Les pays qui sont sur la « black list » : pourquoi, par qui ?

La question des pays déconseillés par le Ministère des Affaires étrangères n’est pas toujours aussi simple qu’on pourrait le penser. En effet, il ne s’agit pas, pour le ministre, de se dire simplement qu’un pays est redevenu sûr selon toute apparence pour changer la situation du tout au tout.

Le cas de l’Albanie

Un exemple très parlant, et pourtant passé inaperçu, vient encore de nous être donné. Cela fait 4 fois maintenant que le Ministère des Affaires étrangères belge tente de retirer l’Albanie de la liste des pays déconseillés, et cela fait aussi 4 fois que la Conseil d’Etat s’y oppose ! Vous avez bien lu : le Conseil d’Etat.

Quel est le rôle du Conseil d’État ?

Rappelons la partie de son rôle qui nous concerne ici: « La protection contre l’arbitraire administratif, et une fonction d’organe consultatif dans les matières législatives et réglementaires ».  Ceci dit, la question reste posée : en quoi cet organe consultatif a-t-il autorité sur l’avis du Ministère des Affaires étrangères ? Autrement dit : sur quoi le Conseil d’Etat base-t-il son avis négatif ?

À quoi servent les organes consultatifs spécialisés ?

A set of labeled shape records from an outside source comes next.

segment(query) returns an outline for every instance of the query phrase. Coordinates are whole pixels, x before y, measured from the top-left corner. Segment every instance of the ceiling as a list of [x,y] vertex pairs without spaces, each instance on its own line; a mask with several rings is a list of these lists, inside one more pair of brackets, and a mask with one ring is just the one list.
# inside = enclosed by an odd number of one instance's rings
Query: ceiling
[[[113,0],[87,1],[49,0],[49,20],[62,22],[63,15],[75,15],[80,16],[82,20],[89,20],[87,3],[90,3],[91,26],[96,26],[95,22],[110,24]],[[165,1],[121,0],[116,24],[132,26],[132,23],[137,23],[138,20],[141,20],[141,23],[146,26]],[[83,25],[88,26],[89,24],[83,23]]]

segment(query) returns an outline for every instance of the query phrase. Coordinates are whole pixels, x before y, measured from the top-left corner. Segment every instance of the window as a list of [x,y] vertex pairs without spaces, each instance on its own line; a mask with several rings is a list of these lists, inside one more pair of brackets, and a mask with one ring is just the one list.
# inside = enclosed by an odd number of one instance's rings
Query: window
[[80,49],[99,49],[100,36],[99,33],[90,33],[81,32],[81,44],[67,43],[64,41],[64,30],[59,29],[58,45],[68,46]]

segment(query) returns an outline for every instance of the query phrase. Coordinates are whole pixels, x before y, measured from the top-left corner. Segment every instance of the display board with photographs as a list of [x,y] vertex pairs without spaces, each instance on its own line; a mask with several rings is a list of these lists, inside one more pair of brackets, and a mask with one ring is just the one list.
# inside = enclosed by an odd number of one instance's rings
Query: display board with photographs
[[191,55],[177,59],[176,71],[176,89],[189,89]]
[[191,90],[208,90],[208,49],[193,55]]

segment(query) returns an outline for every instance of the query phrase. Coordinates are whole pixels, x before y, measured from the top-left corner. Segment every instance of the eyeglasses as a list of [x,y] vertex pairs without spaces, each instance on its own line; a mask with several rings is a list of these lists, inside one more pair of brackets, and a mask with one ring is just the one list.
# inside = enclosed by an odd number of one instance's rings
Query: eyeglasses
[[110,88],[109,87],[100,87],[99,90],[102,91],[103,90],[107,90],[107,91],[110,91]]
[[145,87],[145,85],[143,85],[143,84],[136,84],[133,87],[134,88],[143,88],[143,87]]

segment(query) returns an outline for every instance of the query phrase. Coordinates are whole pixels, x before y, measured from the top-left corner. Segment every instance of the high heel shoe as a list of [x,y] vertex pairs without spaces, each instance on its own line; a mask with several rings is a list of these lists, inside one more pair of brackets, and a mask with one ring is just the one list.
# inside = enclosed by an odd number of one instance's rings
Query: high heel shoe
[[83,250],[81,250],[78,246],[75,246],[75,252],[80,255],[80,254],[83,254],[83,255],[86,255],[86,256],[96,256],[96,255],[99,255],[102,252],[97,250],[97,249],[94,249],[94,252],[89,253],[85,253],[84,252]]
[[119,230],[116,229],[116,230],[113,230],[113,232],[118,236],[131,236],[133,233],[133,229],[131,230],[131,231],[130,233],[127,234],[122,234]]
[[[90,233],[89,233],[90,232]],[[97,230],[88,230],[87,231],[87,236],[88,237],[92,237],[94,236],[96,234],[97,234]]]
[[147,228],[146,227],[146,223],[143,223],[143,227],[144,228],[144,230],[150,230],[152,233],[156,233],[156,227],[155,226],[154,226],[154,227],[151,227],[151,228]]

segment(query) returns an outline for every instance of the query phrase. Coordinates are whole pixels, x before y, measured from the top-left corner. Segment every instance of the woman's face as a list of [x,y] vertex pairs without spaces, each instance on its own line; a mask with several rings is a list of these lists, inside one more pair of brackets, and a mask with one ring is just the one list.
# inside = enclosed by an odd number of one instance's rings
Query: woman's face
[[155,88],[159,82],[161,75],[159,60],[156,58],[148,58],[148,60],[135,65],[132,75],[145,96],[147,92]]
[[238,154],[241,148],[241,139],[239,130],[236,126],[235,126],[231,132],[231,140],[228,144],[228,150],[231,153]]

Le Secrétariat d’Etat à l’Asile et à l’Immigration, lui-même sous l’influence du Commissariat Général aux Réfugiés et Apatrides, tente d’enlever l’Albanie de la liste des pays déconseillés, suivant en cela un Arrêté Royal du 11 mai 2015 qui recommandait d’ôter de la liste tous les pays de l’ex-Yougoslavie (y compris le Kosovo), ainsi que l’Albanie et l’Inde. Mais cet arrêté royal a donc été annulé 4 fois par le Conseil d’Etat, uniquement pour ce qui concerne l’Albanie !

Pourtant, le Commissariat général aux Réfugiés a souligné les progrès importants de l’Albanie en matière de protection des minorités sexuelles, de lutte contre la violence faite aux femmes et contre la tradition de la vendetta.

Ping-pong entre compétences et pouvoirs

Mais ce qui joue contre l’avis du Commissariat, c’est le nombre d’Albanais qui demandent un statut de réfugiés en Belgique : le Conseil d’Etat en conclut que l’Albanie n’est pas sûre, sans se demander, semble-t-il, si la motivation n’est pas plutôt d’ordre économique. Et comme à chaque fois, le Secrétariat à l’Asile et à l’Immigration reprend un arrêté royal pour replacer l’Albanie dans la liste des pays sûrs, arrêté qui sera à nouveau cassé par le Conseil d’Etat dans quelques semaines… Et le jeu continue.

Qui détient le pouvoir en Belgique ?

Il ressort de tout ceci une conclusion : c’est que le pouvoir souverain en Belgique n’est pas détenu par les organes spécialisés dont s’entoure le Gouvernement, ni par le Parlement qui est au-dessus de cette mêlée, mais par le Conseil d’Etat, lequel pense avoir la science infuse. Et donc si la Tunisie, en plus de l’Albanie, ne quitte pas son statut de pays déconseillé, il est possible que la raison soit ailleurs qu’aux Affaires Etrangères.